Mr. Speaker, I rise tonight to bring back to debate a question I had posed prior to us signing onto the new USMCA or the new NAFTA as it is being called. At the time, we did not know what was happening in the negotiations. They were quite contentious, as Canadians know, but we were hearing about U.S. proposals that would lead to higher drug costs for Canadians.
We also were talking about the expectation Canadians had that Liberals would defend good jobs in the new NAFTA. Of course, we know now that the steel and aluminum tariffs remain on the table. This has left tens of thousand of Canadians, steel and aluminum workers and small businesses across our country in a very precarious position. It is a true failure of the Liberal government to not have achieved the removal of these tariffs and to protect those jobs.
Now we find ourselves in a very odd space where we have signed onto the agreement and we have no leverage with the United States to remove these tariffs. Communities across my region of southwestern Ontario, Essex in particular, are extremely hard hit because of these tariffs and the underlying ecosystem they support with respect to the automotive and manufacturing sectors that flourish and are really a key driver not just of the economy in Ontario but of the entirety of Canada. This is a complete failure of the Liberal government to have left these tariffs and jobs in jeopardy.

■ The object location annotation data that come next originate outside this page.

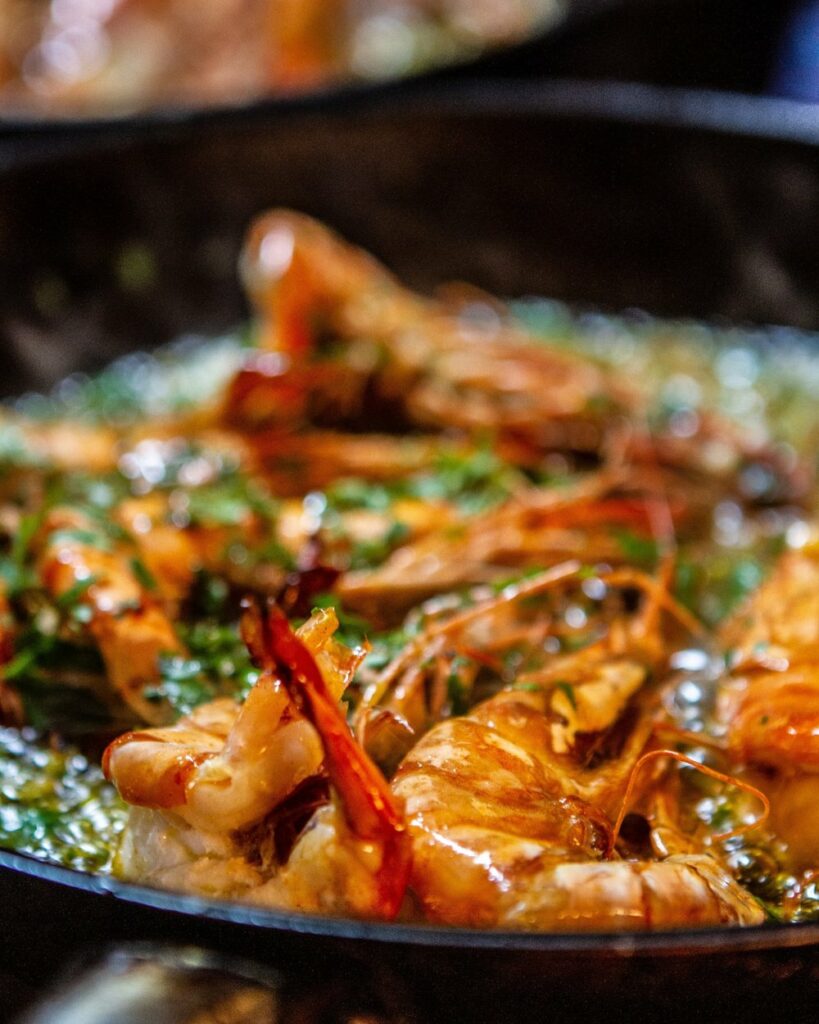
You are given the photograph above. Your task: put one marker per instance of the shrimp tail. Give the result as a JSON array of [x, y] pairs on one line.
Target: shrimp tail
[[369, 806]]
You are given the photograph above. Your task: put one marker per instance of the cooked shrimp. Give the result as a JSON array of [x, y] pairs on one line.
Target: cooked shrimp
[[206, 790], [438, 367], [769, 700], [128, 623], [511, 823], [442, 370]]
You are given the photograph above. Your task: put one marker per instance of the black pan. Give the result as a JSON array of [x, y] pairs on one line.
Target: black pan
[[536, 46], [684, 204]]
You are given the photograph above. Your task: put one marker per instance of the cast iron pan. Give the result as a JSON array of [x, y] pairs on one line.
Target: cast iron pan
[[683, 204], [539, 46]]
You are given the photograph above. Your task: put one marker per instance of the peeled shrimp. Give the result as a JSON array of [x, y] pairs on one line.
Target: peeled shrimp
[[208, 788]]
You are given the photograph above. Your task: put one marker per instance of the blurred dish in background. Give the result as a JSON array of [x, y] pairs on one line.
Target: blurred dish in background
[[87, 56]]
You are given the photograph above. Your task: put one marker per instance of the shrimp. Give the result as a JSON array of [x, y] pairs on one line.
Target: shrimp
[[205, 793], [510, 806], [768, 702], [534, 527], [306, 283], [407, 360], [128, 622]]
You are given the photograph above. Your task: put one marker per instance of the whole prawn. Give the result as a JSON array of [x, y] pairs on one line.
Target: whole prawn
[[769, 699], [207, 790], [510, 828]]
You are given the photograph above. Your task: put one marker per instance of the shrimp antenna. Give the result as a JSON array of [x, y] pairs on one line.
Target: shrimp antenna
[[369, 806], [527, 588], [713, 773]]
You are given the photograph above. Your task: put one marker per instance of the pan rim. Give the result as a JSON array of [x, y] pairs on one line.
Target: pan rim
[[704, 941]]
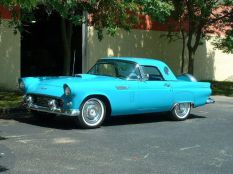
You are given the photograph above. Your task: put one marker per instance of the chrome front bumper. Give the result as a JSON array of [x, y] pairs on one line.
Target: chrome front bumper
[[67, 112], [210, 101]]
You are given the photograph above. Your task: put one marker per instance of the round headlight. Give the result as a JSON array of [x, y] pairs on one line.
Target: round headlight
[[21, 85], [67, 90]]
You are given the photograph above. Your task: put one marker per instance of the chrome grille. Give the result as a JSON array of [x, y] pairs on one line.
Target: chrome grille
[[41, 100]]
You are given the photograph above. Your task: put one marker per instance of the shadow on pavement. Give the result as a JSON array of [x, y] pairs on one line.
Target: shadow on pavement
[[3, 169], [67, 123]]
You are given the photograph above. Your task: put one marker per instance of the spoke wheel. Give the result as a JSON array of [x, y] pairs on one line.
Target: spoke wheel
[[93, 112], [181, 111]]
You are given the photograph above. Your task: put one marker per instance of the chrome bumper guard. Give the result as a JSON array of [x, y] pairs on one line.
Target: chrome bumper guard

Tonight I want to focus my comments on what at that time we knew as being a leak, that there was a proposal that would lead to higher drug costs for Canadians and for public drug plans. We now know that is the case. It is ironic that I rise today on the exact day the protocol replacing the North American Free Trade Agreement with the agreement between Canada and the United States of America and the united Mexican states was brought to the House by the parliamentary secretary. Through this document, we now know Canadians will pay a higher cost for medication.
The question really is this. Why would the Liberals sign us on to an agreement that would cost Canadians more for drugs, life-saving drugs, drugs that make lives more comfortable every day. People who suffer from chronic conditions are making very difficult choices about whether to pay their bills or their medication.
At the time, the response I received from the parliamentary secretary to the Minister of Foreign Affairs was, “Mr. Speaker, I know how proud Canadians are of our public health care system and we are going to defend it.” We now know that to be completely false. The Liberals did not defend the cost of medications in the new trade agreement, and we have left Canadians to pay the cost of that. There is a health cost to that. There is a mental health cost to that.
Canadians widely want to see us have a pharmacare plan, which continues to be studied and never implemented by any government in the country to the great detriment of the health of our citizens. This is a sweetheart deal for big pharma. This is the Liberals letting Canadians know that they will stand up for big pharmaceutical companies and they will not stand up for Canadians.
Why did the Liberals agree to these provisions that would increase the costs of medications for Canadians? I am hopeful the response will not be a canned response, talking about the deal itself. I want to specifically hear why the Liberals have made it more expensive, in signing this deal, for Canadians to afford their medication?